Tuesday, September 25, 2007

Bad design can make you go without a shower for 2 days

I have been reading Don Norman's The Design of Everyday Things on my morning and evening commutes for a few days now. And reading it I realized quite suddenly that I have been a victim of bad tap (faucet) design recently.

I moved to an apartment here a few days before my wife and son, thinking I'd set it up as much as I could. Arrived late morning on a sunny, sweaty Saturday, having checked out of the hotel without a shower.

Back at the apartment, the shower tap was the regular one you see in hotel bathrooms. Turn left and you get hot water, turn right and you get cold. Point it dead center, and you've turned it off. Tried, tested. I turned a little to the left, and nothing. Turned all the way left, still nothing.

Maybe its disuse all these months (we were renters in 3 months) was causing start-up trouble. I turned the tap all the way to the right. No response.

I decided to come back in about a half hour and try again. Half an hour later, the tap and I played out the same scene again. Boy, I was sweating and here was a tap that just refused to talk. I was pretty frustrated with myself at not having checked this nuance during the walkthrough before moving in.

There was no other way the tap would go, I concluded after some more examination - only left and right. Maybe the property managers hadn't started the water supply to our apartment yet. And the earliest now I could get to them was Monday. Crap!

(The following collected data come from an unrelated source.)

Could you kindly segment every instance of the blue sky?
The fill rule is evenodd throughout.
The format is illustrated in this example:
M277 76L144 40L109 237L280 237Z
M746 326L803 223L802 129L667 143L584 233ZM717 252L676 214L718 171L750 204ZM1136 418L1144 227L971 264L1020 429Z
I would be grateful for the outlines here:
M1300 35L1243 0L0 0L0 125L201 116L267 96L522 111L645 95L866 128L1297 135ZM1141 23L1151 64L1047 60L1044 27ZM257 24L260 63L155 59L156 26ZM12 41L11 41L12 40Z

The rest of the weekend, I slipped into 'bachelor living' mode - no shower, no problem.

On Monday morning when the maintenance guy showed, I must confess I was pretty miserable. I explained to him my story of the waterless shower, making sure I didn't leave out any detail. "Did you pull it?" he asked.

"Pull?"

"Yeah, pull and turn. There you go!" Water was now coming out in torrents from the previously barren tap.

"Oh, well...I...just..."

"That's awright. You have a good one, bud."

Don Norman now tells me it wasn't me, after all. The affordance, the system image of the tap, and the natural mapping were all screwed up. Take that.